FIG. 4 is a graph showing the discharge capacity according to the cycle progress during high-temperature charging and discharging of the rechargeable lithium battery cells.

FIG. 5 is a graph showing the measurement results of the coulombic efficiency according to the high-temperature charge/discharge cycle for the rechargeable lithium battery cells.

DETAILED DESCRIPTION

Hereinafter, a rechargeable lithium battery according to one or more embodiments of the present disclosure will be described in more detail with reference to the accompanying drawings. However, these embodiments are examples, the present disclosure is not limited thereto and the subject matter of the present disclosure is defined by the scope of the appended claims, and equivalents thereof.

As used herein, when a definition is not otherwise provided, “substituted” refers to replacement of at least one hydrogen of a substituent or a compound by deuterium, a halogen, a hydroxyl group, an amino group, a substituted or unsubstituted C1 to C30 amine group, a nitro group, a substituted or unsubstituted C1 to C40 silyl group, a C1 to C30 alkyl group, a C1 to C10 alkylsilyl group, a C6 to C30 arylsilyl group, a C3 to C30 cycloalkyl group, a C3 to C30 heterocycloalkyl group, a C6 to C30 aryl group, a C2 to C30 heteroaryl group, a C1 to C20 alkoxy group, a C1 to C10 fluoroalkyl group, a cyano group, or a combination thereof.

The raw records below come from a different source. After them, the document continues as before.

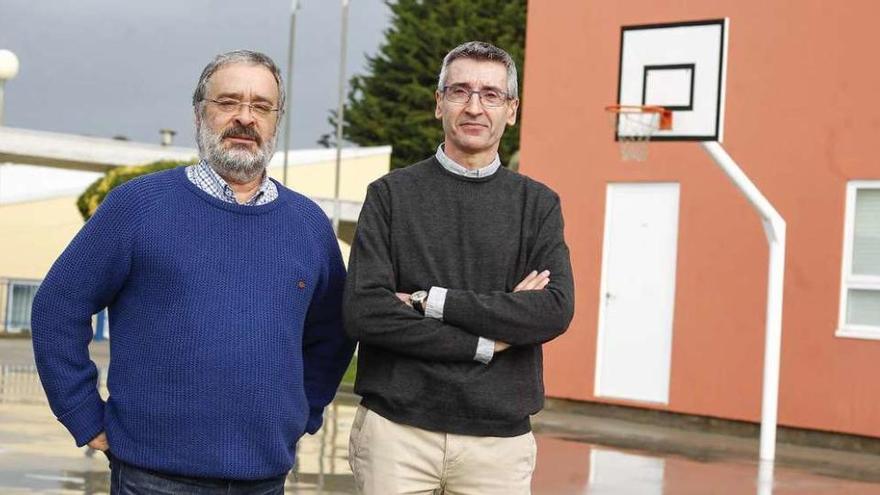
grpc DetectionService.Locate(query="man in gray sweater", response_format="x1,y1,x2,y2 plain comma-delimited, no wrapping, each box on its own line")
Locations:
344,42,574,495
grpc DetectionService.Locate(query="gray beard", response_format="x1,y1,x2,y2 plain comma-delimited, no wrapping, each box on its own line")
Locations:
196,124,275,184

In one example of the present disclosure, “substituted” refers to replacement of at least one hydrogen of a substituent or a compound by deuterium, a halogen, a C1 to C30 alkyl group, a C1 to C10 alkylsilyl group, a C6 to C30 arylsilyl group, a C3 to C30 cycloalkyl group, a C3 to C30 heterocycloalkyl group, a C6 to C30 aryl group, a C2 to C30 heteroaryl group, a C1 to C10 fluoroalkyl group, or a cyano group. In addition, in examples of the present disclosure, “substituted” refers to replacement of at least one hydrogen of a substituent or a compound by deuterium, a halogen, a C1 to C20 alkyl group, a C6 to C30 aryl group, a C1 to C10 fluoroalkyl group, or a cyano group. In addition, in examples of the present disclosure, “substituted” refers to replacement of at least one hydrogen of a substituent or a compound by deuterium, a halogen, a C1 to C5 alkyl group, a C6 to C18 aryl group, a C1 to C5 fluoroalkyl group, or a cyano group. In addition, in examples of the present disclosure, “substituted” refers to replacement of at least one hydrogen of a substituent or a compound by deuterium, a cyano group, a halogen, a methyl group, an ethyl group, a propyl group, a butyl group, a phenyl group, a biphenyl group, a terphenyl group, a trifluoromethyl group, or a naphthyl group.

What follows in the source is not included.